Mood II Swing Productions Presents Wall of Sound
‘Penetration’
(Eight Ball Records, 1992)

From the same excellent Wall Of Sound EP that contains ‘8 Ways To Knock Down A Wall’ and ‘I Need Your Luv’, this release started changing hands for large sums a few years ago (until its reissue in 2014), and everyone has a favourite on here. ‘Penetration’ stands out for both its dense arrangement and euphemistic title.


Kim English
‘Learn 2 Luv’ (Mood II Swing Vocal)
(Hi Life Recordings, 1997)

Ridiculously funky bassline, incredible diva vocals, the epitome of sass. The formula that would form the basis of Ultra Nate’s ‘Free’ that same year.


Mood II Swing
‘Do It Your Way’
(Groove On, 1996)

With a low-slung bassline and static, forceful groove, ‘Do It Your Way’ feels like the empowering New York disco answer to Underground Resistance’s ‘Transition’.


Mood II Swing
‘Move Me’
(Music For Your Ears, 1995)

‘Move Me’ is a curveball – for the first few bars you’d be forgiven for thinking you’re listening to Basic Channel’s ‘Phyllps Trak II’ from 1994, until that seductive spoken word vocal comes in. It’s this fusion of dub techno and garage swing that makes ‘Move Me’ such a pioneering favourite, and still gets endless burn at the club.


Mood II Swing
‘Call Me’ (Mood Remix)
(Music For Your Ears, 1995)

Mood II Swing remix themselves to great effect on ‘Call Me’, with lots of space and trippy suspended chords as the sound gets re-designed by the same pairs of ears. File under the following hashtags: windswept, Balearic, Panorama Bar.


Mood II Swing
‘Nafara’
(From The Scenic Route, Nite Grooves, 1994)

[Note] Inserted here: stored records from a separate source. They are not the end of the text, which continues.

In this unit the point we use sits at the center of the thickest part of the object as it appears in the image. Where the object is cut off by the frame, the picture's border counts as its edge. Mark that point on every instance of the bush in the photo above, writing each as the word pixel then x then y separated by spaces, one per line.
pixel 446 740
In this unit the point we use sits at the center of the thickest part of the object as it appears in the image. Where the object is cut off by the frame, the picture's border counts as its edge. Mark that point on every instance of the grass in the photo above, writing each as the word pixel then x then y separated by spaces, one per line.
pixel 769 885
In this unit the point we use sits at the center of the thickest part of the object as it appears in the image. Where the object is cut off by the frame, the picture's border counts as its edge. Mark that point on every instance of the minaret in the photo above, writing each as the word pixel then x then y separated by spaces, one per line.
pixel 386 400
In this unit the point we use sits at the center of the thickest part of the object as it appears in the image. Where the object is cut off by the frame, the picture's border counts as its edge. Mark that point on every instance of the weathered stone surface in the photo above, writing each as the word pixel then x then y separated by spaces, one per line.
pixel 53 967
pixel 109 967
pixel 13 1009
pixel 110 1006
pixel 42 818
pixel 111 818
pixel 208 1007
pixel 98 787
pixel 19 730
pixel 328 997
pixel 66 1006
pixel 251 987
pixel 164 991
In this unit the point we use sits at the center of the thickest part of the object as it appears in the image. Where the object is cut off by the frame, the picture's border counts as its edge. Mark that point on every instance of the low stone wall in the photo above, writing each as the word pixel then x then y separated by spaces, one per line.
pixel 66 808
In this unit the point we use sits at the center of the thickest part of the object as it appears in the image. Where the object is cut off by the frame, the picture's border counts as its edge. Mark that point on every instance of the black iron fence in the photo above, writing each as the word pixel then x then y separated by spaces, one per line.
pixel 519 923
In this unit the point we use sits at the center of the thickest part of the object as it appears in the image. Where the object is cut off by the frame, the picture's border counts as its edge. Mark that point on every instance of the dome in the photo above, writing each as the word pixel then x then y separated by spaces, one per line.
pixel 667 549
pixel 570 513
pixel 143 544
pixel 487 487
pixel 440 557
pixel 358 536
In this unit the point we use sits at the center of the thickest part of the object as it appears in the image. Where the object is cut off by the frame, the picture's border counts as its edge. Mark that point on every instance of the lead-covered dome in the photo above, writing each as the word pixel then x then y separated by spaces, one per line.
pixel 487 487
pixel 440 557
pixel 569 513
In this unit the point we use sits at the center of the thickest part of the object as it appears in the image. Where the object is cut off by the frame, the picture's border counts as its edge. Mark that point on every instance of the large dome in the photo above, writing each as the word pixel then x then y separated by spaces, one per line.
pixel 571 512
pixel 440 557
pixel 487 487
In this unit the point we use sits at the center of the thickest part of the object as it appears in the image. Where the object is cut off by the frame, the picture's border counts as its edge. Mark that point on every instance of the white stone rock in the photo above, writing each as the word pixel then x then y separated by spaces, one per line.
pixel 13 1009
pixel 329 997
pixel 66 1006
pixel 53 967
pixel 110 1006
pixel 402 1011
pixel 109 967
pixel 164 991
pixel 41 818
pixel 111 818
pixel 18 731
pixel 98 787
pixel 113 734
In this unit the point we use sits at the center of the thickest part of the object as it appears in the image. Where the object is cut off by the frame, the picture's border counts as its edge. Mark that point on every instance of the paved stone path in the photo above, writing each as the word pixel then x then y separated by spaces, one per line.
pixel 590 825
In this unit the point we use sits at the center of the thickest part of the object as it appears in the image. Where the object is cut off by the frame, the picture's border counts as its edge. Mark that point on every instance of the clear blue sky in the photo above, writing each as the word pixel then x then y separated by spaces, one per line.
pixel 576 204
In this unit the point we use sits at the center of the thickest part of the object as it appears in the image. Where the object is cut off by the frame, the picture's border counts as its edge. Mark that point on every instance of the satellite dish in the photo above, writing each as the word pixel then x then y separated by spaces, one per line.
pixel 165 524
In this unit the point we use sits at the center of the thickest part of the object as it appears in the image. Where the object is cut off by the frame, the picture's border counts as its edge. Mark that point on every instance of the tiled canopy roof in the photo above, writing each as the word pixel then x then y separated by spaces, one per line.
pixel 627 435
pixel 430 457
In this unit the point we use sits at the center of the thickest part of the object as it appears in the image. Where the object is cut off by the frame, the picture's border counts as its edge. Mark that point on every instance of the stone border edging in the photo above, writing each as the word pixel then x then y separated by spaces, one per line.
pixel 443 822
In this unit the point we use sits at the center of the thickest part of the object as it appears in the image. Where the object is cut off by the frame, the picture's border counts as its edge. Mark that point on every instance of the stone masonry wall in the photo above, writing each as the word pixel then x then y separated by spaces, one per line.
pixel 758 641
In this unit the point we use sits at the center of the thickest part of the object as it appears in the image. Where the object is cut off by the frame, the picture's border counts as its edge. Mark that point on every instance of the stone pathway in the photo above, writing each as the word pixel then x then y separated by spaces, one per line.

This one tends to get less props, perhaps because it’s less stylized, more stripped to the bone, and bears fewer of their usual sonic trademarks – although perhaps it’s just a bit less well known. The catchy four-note refrain, loping groove and percussive wall of congas and timbales are all sublime in their simplicity.


Fonda Rae
Living In Ecstasy (J.C.’s Ecstasy Dub)
(Wave Music, 1996)

Cheating slightly, because this is the John Ciafone dub rather than the more obvious Mood II Swing mix on the other side, but it’s too fresh to leave out. Nasty, rugged drums – and the way it goes, “Livin’ in ecstasy, ecstasy, ecstasy” over and over for ages and ages. Hypnotic.


Lem Springsteen
‘Sexy Whisper 2’
(From The Black Keys, Empire State Records, 1994)

We cheated and had a Ciafone solo remix, so now we’re allowed to cheat even further and have this dreamy acid-meets-garage Springsteen solo cut. This track was handily reissued by Slow To Speak a couple of years ago.


The Club Kidds
‘During Peak Hours’ (Mood II Swing Dub)
(Nervous Records, 1992)

Ending with a fun one from the cult Nervous Records, and again it’s Mood II Swing remixing themselves as one alias flips another. The tension between the hotel bar piano line and the darker mood of the rest of groove is what makes this one so playful – given the sophisticated programming, it’s mad to think that it came out in 1992.